# TT roadster trunk space



## Tihon (Dec 26, 2006)

Dear guys,

I'm into buying a roadster (maybe a coupe) but it all depends on the trunk space. Is it possible to fit two golf bags in the trunk of a roadster? With folding carts too.

thx

cheers

Tihon


----------



## EMMAMAC (May 30, 2006)

Hello
You would be lucky to put that amount of gear in any boot space so my answer to you on fitting them in a TT is NO
EMMA


----------



## Wak (May 6, 2002)

At a guess I'd say no!

this is what you can get into a coupe, but you can fold the seats down and get more.. no option in a roadster.


----------



## Wak (May 6, 2002)

even gangsters dont buy roadsters because of boot space...useless even if you cut the arms off!


----------



## jam225 (Jun 24, 2003)

Tihon said:


> Is it possible to fit two golf bags in the trunk of a roadster? With folding carts too.
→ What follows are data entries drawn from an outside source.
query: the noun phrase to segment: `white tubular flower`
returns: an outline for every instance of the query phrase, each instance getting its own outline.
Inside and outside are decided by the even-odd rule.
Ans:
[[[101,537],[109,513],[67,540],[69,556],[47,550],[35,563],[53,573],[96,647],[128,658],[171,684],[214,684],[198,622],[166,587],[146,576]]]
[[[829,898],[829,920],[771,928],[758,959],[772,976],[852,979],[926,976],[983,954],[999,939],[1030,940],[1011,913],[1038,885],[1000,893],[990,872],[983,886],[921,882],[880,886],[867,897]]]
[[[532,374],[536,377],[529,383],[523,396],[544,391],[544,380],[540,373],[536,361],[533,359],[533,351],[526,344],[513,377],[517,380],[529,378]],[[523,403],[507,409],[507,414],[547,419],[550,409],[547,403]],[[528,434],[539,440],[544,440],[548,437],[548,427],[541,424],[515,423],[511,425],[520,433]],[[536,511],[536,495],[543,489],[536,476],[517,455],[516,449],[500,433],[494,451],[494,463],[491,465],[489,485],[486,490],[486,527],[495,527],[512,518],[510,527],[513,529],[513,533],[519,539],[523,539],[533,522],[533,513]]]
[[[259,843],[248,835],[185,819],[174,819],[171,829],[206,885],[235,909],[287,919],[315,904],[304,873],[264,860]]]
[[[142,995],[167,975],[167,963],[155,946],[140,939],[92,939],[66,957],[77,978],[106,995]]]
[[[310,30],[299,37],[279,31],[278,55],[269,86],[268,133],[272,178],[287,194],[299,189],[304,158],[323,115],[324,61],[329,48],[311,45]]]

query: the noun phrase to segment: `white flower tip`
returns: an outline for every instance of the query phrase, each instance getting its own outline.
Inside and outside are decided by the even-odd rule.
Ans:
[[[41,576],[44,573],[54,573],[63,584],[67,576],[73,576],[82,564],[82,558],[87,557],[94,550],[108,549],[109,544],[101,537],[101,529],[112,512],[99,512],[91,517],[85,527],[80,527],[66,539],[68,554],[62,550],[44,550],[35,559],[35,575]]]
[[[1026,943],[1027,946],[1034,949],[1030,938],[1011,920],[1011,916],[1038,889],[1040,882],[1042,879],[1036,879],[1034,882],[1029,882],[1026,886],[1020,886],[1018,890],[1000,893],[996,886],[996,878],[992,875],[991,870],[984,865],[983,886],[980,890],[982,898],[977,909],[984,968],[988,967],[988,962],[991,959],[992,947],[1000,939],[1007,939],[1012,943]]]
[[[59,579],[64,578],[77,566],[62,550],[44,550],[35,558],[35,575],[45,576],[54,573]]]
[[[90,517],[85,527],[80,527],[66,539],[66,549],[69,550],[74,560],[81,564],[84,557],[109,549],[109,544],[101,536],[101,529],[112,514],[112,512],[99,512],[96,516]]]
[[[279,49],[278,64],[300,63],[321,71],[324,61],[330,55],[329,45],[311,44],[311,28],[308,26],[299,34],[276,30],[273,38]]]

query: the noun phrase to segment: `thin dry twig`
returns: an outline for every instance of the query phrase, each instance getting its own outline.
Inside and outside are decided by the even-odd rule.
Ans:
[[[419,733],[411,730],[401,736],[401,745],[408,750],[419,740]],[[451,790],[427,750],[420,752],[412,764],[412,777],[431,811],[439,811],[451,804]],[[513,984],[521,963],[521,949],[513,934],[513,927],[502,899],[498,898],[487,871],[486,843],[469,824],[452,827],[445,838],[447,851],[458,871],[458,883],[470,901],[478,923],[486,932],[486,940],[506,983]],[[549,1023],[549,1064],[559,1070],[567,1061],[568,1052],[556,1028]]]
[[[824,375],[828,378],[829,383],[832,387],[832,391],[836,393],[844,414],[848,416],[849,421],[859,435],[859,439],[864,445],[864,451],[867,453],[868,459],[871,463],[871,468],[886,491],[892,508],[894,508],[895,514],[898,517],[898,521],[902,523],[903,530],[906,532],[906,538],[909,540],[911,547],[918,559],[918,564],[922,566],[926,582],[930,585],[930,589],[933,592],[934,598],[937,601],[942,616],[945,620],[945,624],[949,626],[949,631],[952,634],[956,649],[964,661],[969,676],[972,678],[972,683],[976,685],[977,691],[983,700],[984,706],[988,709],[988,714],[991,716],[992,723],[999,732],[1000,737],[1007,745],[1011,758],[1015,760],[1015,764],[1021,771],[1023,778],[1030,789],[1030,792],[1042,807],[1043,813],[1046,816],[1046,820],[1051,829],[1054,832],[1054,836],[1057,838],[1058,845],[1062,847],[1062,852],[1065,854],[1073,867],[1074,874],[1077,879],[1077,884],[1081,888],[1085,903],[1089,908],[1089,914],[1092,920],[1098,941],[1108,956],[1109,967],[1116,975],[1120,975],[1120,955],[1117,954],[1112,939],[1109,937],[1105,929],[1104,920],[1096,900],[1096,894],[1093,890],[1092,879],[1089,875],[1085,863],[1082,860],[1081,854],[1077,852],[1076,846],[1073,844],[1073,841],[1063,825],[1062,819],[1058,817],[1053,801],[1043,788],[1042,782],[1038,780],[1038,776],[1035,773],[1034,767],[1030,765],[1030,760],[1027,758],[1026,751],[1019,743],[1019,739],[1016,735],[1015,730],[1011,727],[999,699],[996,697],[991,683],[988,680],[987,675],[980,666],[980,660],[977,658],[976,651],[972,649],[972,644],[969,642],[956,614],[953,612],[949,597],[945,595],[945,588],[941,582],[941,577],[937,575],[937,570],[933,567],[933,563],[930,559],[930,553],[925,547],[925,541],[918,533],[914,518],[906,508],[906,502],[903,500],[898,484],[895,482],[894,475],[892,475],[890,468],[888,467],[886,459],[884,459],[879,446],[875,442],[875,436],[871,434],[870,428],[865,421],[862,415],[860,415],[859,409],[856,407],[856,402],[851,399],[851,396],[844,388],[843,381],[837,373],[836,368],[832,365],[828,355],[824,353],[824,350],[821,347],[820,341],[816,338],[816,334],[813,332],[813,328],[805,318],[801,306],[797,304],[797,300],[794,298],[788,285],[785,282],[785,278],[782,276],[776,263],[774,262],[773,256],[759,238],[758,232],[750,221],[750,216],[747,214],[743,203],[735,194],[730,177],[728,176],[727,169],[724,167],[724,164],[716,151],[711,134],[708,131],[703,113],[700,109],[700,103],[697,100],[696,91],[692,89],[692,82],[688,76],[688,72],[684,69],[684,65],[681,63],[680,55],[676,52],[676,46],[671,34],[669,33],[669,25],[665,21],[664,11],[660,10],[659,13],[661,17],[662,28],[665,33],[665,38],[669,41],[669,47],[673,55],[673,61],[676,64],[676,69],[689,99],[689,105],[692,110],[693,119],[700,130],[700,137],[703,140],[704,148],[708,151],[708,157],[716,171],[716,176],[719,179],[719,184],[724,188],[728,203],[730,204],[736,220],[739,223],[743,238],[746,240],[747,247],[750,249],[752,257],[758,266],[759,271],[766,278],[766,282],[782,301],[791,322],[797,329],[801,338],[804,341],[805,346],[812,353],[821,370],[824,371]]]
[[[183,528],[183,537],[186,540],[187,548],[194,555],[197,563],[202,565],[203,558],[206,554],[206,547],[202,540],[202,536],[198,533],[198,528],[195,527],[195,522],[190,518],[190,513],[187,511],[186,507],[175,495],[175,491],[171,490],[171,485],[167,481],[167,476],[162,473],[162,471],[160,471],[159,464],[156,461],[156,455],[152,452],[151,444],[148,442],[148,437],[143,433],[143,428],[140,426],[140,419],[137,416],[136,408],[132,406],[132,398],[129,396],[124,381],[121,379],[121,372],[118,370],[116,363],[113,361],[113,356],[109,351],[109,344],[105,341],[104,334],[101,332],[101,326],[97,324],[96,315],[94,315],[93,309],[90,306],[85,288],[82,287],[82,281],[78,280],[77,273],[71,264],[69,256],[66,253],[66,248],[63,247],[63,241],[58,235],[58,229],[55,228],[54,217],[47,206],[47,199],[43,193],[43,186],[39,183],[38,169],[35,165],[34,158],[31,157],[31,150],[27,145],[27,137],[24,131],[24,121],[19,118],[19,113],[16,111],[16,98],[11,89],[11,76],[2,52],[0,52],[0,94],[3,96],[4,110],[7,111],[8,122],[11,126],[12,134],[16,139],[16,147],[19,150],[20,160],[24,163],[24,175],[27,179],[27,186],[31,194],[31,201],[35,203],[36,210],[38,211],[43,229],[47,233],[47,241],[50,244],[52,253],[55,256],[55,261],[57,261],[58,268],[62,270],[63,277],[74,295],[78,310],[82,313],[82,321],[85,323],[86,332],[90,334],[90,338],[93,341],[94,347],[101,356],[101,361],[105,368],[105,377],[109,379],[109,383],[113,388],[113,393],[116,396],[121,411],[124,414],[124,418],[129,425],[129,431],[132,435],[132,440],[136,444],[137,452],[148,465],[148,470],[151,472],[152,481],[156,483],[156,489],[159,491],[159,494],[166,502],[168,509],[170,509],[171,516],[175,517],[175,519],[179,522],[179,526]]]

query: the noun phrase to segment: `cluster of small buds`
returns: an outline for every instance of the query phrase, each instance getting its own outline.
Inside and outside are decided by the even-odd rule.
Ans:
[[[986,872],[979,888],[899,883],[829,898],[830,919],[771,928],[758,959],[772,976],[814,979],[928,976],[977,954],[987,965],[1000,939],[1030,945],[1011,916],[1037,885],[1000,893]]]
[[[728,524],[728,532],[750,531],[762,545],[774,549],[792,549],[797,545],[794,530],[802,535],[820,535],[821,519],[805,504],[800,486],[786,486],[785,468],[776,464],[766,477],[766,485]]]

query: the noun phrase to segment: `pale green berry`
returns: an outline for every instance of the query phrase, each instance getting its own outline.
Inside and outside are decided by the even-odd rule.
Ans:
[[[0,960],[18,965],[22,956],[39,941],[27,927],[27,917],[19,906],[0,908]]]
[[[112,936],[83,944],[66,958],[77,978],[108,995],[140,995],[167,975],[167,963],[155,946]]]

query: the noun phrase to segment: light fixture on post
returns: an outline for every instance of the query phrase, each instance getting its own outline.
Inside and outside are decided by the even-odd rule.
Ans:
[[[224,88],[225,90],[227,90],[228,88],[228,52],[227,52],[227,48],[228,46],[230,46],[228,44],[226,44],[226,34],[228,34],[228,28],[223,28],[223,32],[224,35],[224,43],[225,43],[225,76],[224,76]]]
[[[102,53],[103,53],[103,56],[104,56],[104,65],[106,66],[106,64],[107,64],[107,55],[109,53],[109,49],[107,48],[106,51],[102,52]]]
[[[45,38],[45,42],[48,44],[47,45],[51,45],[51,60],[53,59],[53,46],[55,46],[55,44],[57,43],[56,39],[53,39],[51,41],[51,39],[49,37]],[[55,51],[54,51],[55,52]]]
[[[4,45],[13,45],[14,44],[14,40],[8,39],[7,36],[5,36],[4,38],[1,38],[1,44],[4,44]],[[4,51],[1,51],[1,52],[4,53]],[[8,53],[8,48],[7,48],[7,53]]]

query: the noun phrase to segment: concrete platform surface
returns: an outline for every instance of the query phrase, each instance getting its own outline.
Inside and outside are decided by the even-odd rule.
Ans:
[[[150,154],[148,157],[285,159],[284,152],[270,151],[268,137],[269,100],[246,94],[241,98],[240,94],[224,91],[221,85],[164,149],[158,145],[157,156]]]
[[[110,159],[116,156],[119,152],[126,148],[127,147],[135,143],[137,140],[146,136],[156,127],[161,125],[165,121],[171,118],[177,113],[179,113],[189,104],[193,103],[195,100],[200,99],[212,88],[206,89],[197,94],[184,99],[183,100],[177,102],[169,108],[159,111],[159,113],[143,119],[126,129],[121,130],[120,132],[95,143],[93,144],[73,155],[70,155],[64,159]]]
The most clubs I could fit in my coupe were 2 bags and 1 powakaddy and thats with the seat down. A roadster would be a no-no


----------



## WorsleyTTdriver (Dec 22, 2006)

The boot on the TT150 is a fair bit bigger than the others in the range.


----------



## J55TTC (Apr 25, 2005)

WorsleyTTdriver said:


> The boot on the TT150 is a fair bit bigger than the others in the range.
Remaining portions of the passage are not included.